Interpolate Vertex Colors in HSL Space

I am using three.js to render results from physics simulations. A common approach to visualize the results is to assign a color from an HSL color map to each vertex and interpolate the colors. Red usually indicates a large number, and blue indicates a low number. We keep the saturation and lightness constant (usually 1 and 0.5 respectively), and just assign varying hues to each vertex, depending on the result value. See Geometry / Colors / Lookup Table for an example.

For the most part this works great, however, since the colors in the shaders are represented in RGB the individual RGB components are interpolated and we can get some unwanted side effects, such as colors with different saturation and lightness values, or no visualization of the varying degrees of hues. For instance, if two vertices on a face are red (hsl(0, 1, 0.5)) and one is blue (hsl(2/3, 1, 0.5)), what we’d prefer is the colors on the face to interpolate on just the hue component, resulting in a rainbow effect from red to blue. But instead, we just get a linear interpolation in RGB space from red to blue.

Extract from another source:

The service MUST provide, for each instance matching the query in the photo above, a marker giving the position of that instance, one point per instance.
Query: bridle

Here is an example using PlaneGeometry, with two faces, where the geometry on the left uses the standard color interpolation, and the one of the right is using a version of three.js I modified to interpolate in HSL space.

image

I have two questions:

  1. Is there already a way in Three.JS to achieve this effect, without adding more faces to the geometry and without using ShaderMaterial? I’d like to continue using Geometry and MeshLambertMaterial, because they are so easy to work with.

  2. If the answer to #1 is no - is this something that would be valuable in three.js? I’ve already done a simple implementation in my three.js fork. If this is something that could get merged into mrdoob’s repo, I’d be happy to work up some examples and create a pull request.

With the change I made you can even see some differences in the Lookup Table example on some of the larger faces:

image

No, I think you’d have to use ShaderMaterial here. It is possible to patch MeshLambertMaterial without totally starting from scratch, see this example.

If the answer to #1 is no - is this something that would be valuable in three.js? I’ve already done a simple implementation in my three.js fork.

My hunch is that something like material.vertexColorSpace = THREE.ColorSpaceHSL would too specific of a case… there are some other really critical color-related API changes needed (better sRGB / linear workflow support), and those have been challenging already.

One idea would be to check out THREE.NodeMaterial and add a new option to ColorSpaceNode… it’s extensible and not part of the core library, so that patch might be accepted more easily? Something like:

var material = new THREE.StandardNodeMaterial();
material.color = new THREE.ColorSpaceNode(
  new THREE.AttributeNode( 'color' ),
  THREE.ColorSpaceNode.HSL
);

^The downside here is that NodeMaterial currently supports Standard materials but not Lambert materials.

Thanks @donmccurdy. I like the idea of patching MeshLambertMaterial - I will look into that.

I was afraid the use case was too specific. I essentially added a new constant, material.vertexColors = Three.VertexColorsHSL, and in the vertex shader convert the vColor from RGB to HSL, and in the fragment shader convert the color back from HSL to RGB. It was a pretty simple change, but I suspect it could create problems elsewhere that I’m unaware of.